Another area where T-Mobile US have been making a lot of noise is in networking, where the carrier has both been working hard on expanding their current network by building in additional LTE frequencies and on keeping data speeds high. They have also not been afraid to invite the FCC, Federal Communications Commission, to reconsider the established way of doing things for the 600 MHz auction, especially where in T-Mobile’s opinion, it favours the larger carriers. It’s encouraging to see that T-Mobile’s efforts are being rewarded: Ookla, the developer behind the popular Speedtest application used to check network transfer speeds, has named T-Mobile as the fastest mobile network. This award joins a J. D. Power Wireless Customer Case award and overtaking Sprint as the third largest carrier in the United States.

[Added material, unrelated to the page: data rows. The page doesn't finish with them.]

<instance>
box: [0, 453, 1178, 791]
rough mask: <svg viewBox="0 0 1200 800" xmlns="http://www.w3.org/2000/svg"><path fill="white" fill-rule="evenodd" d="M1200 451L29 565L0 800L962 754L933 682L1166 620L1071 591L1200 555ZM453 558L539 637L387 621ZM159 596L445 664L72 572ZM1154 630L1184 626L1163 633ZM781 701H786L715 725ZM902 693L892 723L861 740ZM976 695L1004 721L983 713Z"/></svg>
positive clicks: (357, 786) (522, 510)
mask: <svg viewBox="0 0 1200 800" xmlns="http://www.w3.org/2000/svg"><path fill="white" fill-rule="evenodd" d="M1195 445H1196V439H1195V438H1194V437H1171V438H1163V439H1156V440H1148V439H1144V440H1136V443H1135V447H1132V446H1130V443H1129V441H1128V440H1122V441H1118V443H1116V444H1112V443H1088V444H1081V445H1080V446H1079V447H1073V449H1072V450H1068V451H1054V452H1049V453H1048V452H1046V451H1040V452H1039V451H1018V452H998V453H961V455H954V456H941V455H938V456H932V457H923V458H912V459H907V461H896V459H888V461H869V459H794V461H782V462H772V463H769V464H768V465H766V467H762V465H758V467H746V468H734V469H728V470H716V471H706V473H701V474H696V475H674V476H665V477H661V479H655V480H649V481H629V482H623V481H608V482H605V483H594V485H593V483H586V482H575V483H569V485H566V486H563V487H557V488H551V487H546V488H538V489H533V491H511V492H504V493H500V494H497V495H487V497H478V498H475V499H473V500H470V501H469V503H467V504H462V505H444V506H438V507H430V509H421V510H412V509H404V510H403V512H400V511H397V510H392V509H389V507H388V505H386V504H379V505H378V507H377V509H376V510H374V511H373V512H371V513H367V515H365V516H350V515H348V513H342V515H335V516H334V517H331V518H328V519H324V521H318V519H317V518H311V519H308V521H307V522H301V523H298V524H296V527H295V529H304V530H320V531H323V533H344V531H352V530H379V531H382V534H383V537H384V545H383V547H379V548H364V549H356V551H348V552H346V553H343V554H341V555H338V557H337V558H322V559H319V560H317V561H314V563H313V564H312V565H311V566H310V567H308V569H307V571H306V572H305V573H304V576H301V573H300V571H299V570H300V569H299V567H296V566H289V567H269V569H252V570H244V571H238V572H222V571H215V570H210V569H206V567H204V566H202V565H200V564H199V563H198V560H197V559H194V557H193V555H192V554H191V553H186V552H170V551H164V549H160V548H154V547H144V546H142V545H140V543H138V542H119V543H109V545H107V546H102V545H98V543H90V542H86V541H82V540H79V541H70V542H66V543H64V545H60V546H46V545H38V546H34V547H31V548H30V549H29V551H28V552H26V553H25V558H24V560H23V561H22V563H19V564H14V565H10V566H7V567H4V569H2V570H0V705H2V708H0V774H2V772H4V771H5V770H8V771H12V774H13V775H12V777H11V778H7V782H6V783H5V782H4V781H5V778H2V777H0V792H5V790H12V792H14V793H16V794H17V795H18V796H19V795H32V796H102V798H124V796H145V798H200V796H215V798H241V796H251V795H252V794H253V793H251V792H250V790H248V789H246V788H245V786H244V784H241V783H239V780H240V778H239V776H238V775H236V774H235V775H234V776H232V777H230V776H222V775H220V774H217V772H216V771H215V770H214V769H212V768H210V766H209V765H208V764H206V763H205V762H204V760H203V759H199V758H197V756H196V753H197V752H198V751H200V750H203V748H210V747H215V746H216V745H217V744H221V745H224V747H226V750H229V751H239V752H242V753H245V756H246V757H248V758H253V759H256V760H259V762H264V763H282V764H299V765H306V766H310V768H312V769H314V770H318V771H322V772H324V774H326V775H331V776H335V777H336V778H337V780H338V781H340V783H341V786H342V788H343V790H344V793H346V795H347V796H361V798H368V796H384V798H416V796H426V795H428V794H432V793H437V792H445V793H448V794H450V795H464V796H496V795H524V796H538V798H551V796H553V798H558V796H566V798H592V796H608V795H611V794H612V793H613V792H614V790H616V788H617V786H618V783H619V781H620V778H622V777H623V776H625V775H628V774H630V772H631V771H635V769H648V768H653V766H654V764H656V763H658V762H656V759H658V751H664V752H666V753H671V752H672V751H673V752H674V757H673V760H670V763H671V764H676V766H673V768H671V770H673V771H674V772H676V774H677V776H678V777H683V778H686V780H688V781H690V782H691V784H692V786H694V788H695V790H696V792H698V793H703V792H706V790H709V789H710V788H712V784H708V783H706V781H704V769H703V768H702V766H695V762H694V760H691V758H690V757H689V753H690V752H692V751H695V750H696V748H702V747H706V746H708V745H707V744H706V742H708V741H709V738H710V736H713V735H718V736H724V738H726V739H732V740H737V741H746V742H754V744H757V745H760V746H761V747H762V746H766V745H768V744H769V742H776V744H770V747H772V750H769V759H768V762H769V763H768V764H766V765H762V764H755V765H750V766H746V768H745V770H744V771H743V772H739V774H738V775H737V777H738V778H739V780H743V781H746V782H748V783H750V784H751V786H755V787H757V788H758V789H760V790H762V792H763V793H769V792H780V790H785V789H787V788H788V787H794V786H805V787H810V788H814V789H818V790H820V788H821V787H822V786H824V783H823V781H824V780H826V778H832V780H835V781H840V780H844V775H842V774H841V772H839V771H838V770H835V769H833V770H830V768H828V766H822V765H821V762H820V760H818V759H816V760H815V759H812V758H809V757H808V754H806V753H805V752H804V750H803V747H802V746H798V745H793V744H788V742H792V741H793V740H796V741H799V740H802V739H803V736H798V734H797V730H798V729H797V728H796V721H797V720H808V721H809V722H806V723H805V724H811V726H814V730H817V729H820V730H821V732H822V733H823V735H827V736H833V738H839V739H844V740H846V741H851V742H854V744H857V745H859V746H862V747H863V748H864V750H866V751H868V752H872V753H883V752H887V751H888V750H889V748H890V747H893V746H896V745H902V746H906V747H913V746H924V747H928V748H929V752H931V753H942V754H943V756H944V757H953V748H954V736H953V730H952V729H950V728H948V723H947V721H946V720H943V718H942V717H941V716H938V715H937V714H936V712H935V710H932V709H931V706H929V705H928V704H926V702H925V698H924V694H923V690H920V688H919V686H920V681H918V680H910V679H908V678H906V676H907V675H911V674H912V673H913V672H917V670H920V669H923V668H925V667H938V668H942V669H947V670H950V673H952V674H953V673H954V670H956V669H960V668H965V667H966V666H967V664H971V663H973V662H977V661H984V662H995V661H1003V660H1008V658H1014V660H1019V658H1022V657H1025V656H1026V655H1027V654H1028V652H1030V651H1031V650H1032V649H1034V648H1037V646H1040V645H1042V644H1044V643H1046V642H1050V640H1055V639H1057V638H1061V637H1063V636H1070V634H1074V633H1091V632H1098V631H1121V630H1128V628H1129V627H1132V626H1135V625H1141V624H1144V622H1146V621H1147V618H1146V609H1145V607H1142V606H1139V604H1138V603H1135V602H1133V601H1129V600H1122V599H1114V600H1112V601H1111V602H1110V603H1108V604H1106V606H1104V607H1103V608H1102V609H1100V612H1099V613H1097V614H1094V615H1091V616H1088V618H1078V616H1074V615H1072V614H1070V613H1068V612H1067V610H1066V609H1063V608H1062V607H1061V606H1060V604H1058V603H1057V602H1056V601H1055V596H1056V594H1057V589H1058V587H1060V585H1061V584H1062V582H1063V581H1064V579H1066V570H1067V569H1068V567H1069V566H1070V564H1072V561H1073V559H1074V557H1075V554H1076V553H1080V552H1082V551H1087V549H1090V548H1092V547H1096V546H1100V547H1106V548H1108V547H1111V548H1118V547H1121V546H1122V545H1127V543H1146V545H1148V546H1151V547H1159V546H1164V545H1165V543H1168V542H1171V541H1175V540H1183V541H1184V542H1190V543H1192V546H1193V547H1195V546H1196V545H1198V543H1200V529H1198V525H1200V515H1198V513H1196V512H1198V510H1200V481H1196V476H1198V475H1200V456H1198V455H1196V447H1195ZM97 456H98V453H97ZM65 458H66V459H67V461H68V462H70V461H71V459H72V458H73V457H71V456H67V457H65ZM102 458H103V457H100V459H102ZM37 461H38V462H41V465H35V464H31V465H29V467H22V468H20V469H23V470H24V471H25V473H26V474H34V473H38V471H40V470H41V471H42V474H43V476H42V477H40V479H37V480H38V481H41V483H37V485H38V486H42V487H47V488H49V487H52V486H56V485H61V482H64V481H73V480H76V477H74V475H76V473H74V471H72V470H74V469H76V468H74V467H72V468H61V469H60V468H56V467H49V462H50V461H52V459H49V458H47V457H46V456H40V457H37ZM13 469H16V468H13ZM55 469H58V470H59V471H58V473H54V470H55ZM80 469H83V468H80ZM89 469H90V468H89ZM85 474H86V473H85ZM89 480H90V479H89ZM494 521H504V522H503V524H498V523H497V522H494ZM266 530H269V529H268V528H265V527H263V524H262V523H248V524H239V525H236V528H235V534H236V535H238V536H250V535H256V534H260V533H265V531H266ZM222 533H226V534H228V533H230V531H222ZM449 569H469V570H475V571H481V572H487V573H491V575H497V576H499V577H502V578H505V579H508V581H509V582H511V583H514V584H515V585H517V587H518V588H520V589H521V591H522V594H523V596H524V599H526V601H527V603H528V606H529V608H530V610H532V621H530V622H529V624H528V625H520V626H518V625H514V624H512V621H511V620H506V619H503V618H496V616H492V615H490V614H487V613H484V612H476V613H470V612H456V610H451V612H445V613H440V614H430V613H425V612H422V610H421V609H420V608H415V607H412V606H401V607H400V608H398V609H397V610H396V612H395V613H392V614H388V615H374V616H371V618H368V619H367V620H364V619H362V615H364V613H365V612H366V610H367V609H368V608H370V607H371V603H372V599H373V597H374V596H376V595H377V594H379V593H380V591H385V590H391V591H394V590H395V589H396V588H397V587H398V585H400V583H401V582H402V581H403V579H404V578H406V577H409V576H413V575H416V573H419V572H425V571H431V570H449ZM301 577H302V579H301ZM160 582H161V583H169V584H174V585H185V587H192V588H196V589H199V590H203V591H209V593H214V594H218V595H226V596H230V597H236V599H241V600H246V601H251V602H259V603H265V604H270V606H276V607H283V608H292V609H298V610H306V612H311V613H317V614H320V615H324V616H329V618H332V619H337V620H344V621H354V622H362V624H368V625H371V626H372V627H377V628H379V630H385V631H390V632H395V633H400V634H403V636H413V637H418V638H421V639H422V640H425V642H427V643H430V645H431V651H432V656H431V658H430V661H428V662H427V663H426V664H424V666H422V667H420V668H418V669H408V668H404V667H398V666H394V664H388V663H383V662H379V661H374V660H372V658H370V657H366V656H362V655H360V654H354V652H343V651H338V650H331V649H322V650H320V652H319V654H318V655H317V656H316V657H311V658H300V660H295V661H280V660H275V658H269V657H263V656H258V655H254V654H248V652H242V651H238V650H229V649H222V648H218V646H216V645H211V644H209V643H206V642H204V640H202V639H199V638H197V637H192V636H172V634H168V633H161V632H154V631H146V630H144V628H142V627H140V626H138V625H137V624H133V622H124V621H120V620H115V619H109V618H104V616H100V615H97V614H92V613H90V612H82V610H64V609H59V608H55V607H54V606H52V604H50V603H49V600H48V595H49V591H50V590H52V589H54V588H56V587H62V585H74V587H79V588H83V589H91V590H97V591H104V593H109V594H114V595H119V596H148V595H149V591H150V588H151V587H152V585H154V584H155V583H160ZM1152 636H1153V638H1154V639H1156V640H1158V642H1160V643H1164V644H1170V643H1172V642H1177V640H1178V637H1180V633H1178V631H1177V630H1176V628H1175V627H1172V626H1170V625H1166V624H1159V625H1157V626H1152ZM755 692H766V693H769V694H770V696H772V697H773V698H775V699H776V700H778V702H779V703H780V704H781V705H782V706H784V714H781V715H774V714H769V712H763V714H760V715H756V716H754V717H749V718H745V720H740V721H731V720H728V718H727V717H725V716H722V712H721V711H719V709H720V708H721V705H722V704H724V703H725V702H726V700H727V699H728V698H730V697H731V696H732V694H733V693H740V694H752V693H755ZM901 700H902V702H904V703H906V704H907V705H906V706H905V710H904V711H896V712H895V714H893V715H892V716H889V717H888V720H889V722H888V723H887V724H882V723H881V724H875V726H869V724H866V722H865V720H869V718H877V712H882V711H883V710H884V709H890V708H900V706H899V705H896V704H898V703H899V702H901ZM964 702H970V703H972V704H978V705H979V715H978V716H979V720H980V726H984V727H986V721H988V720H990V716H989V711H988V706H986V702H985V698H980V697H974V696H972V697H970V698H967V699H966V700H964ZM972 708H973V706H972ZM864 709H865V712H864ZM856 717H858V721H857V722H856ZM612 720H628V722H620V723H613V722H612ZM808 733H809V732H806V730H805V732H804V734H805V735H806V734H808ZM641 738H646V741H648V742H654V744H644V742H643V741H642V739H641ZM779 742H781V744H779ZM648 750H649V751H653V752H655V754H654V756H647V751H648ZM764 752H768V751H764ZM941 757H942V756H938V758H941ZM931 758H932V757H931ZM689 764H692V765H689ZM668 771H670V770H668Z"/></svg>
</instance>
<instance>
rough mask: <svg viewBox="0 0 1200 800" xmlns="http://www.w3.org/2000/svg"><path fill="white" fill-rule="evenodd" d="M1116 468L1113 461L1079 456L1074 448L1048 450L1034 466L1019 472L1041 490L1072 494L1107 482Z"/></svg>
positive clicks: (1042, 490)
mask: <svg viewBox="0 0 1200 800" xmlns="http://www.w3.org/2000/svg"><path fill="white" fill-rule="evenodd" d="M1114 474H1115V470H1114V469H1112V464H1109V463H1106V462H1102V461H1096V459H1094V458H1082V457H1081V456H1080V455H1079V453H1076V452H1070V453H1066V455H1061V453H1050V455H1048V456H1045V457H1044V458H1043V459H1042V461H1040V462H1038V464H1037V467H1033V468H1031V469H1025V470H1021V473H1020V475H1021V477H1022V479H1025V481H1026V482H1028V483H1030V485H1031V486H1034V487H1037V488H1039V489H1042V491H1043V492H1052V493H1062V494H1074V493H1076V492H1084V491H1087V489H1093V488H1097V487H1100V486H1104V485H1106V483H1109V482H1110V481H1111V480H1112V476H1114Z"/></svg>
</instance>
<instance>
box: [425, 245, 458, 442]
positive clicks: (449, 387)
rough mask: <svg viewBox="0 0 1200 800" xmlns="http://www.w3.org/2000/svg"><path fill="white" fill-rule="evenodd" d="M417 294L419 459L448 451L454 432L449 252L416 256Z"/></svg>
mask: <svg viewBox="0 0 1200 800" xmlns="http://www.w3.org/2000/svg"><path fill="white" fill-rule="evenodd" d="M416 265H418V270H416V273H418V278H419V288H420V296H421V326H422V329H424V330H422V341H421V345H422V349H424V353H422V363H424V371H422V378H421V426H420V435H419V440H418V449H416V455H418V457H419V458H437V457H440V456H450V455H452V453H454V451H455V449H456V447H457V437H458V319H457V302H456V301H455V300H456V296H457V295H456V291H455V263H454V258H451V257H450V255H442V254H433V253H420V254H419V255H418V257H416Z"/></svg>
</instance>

Ookla’s testing shows T-Mobile’s LTE network has an average download speed of 19.62 Mbps with an average upload of 9.9 Mbps. Verizon Wireless is the second quickest carrier, showing a creditable 18.52 Mbps download and 7.27 Mbps upload. AT&T are third quickest, showing 14.61 Mbps down and 6.04 Mbps up, with Sprint trailing a distant fourth at 10.44 Mbps down and 4.12 Mbps up. Ookla said this about the results: “T-Mobile has poured money into LTE network upgrades recently, and the work shows. Its ‘wideband LTE,’ which improves LTE speeds without requiring new handsets, now covers 185 markets. The carrier is strongest in the urban Northeast and in Western cities.” The data was compiled from more than five million speed test results and averaged by user and device in the locations, in order to try to improve accuracy in the overall assessment. Ookla deliberately excluded HSPA and GPRS / EDGE results from the testing, because this would remove any bias towards those networks with a lot of older, non-LTE devices in service. It would be interesting to see the results including the other networks available, because not all devices and carriers can reliably connect to a high speed LTE network all of the time.